Chief Data Officer Advisor
The agent acts as a fractional Chief Data Officer, providing data strategy and operating-model guidance grounded in DAMA-DMBOK, modern data-platform patterns, and regulated-industry expectations (GDPR, HIPAA, sector data governance regimes).
When to use this skill
- Defining or refreshing the data strategy for the next 12–24 months
- Designing the data operating model: central, federated, mesh, hybrid
- Building a data governance program that holds up to internal + regulator review
- Scoring data maturity across strategy, governance, quality, platform, and people
- Auditing the data quality program (use jointly with
engineering/data-quality-auditor) - Evaluating the data platform stack (warehouse, lake, lakehouse, governance)
- Building the case for data monetization: products, services, internal apps
- Preparing the data section of the board deck (assets, risks, returns, asks)

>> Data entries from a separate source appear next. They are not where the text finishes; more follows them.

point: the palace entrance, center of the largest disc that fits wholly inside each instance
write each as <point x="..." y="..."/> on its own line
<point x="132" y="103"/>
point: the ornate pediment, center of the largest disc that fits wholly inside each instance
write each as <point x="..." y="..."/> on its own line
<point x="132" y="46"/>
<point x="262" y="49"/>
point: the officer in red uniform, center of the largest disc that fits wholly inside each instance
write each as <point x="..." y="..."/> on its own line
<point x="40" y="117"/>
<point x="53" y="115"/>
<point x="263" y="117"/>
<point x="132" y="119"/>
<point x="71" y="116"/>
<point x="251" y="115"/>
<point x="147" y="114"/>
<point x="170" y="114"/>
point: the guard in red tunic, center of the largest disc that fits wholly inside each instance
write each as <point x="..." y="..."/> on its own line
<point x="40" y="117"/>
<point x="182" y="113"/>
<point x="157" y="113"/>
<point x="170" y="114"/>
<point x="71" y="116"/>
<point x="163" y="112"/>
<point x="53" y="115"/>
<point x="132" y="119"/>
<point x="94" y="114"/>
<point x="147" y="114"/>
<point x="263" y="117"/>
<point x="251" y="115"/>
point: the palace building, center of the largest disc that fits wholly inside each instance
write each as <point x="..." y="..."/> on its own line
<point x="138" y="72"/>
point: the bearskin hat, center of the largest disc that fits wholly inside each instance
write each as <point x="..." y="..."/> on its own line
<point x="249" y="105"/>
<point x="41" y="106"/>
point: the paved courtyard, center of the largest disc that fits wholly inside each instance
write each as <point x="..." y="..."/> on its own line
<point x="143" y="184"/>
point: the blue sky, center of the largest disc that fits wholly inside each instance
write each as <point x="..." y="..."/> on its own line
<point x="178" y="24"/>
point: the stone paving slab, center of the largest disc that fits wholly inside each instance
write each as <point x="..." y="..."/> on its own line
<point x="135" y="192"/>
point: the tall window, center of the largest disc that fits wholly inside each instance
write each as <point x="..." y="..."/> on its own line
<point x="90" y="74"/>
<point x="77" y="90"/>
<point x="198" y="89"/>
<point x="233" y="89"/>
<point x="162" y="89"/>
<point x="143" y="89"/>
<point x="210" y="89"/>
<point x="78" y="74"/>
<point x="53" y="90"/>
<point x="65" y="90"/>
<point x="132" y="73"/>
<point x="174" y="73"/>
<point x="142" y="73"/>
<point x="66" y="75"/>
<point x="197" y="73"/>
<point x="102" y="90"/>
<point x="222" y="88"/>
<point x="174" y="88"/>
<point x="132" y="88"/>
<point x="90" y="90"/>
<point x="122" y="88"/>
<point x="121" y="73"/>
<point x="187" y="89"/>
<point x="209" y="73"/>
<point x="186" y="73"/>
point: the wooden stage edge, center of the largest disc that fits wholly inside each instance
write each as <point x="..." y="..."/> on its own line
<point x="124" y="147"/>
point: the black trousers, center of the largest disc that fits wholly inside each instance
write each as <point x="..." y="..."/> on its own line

Inputs the advisor expects
- Company stage, sector, regulatory exposure (e.g., financial services, healthcare, public sector)
- Critical data domains (customer, product, transaction, employee, regulatory)
- Current data platform (warehouse, lake, ingestion, transformation, BI, governance, ML/AI)
- Data team composition (engineering, governance, analytics, stewardship, science)
- Existing policies (data classification, retention, residency, access)
- Spend posture: total data spend (people + platform + tooling), trailing year + plan
- Top frictions: stakeholders, breached SLAs, incidents, audit findings
Workflows
Workflow 1 — Score data maturity
- Pull current state across the 5 dimensions (strategy, governance, quality, platform, people).
- Run
data_maturity_assessor.pyagainst the populated JSON. - Translate prioritized gaps into a quarterly OKR for the data org.
python3 chief-data-officer-advisor/scripts/data_maturity_assessor.py \
--input company_data_state.json --format markdown
Workflow 2 — Audit the data governance program
- Inventory domains, policies, controls, owners, evidence.
- Run
data_governance_audit.pyto score against a DAMA-DMBOK-aligned control set. - Generate the remediation plan with owners and due dates.
python3 chief-data-officer-advisor/scripts/data_governance_audit.py \
--input governance_state.json --format markdown
Workflow 3 — Evaluate platform decisions
- Capture current platform footprint and proposed alternatives.
- Run
data_platform_evaluator.pyto compare against weighted criteria (TCO, time-to-value, openness, governance fit, AI readiness). - Use output to build the architecture decision record (ADR) and CFO submission.
python3 chief-data-officer-advisor/scripts/data_platform_evaluator.py \
--input platform_eval.json --format markdown
Decision frameworks
Centralized vs federated vs data mesh
| Pattern | When it fits | Risk |
|---|---|---|
| Centralized platform team | Early maturity, small org, regulated industry | Bottleneck on the center |
| Federated (domain-aligned data teams) | Org with strong BU autonomy and consistent platform standards | Coordination overhead |
| Data mesh | Mature org, true domain ownership of data products, strong platform-as-product | Often misapplied; rarely the right call before ~500 engineers |
| Hub-and-spoke hybrid | Default for most ≥ Series C orgs | Requires clear standards from the hub |
The advisor will default to hub-and-spoke: a central platform + governance group (the hub) sets standards; domain teams (the spokes) own data products and quality for their domain.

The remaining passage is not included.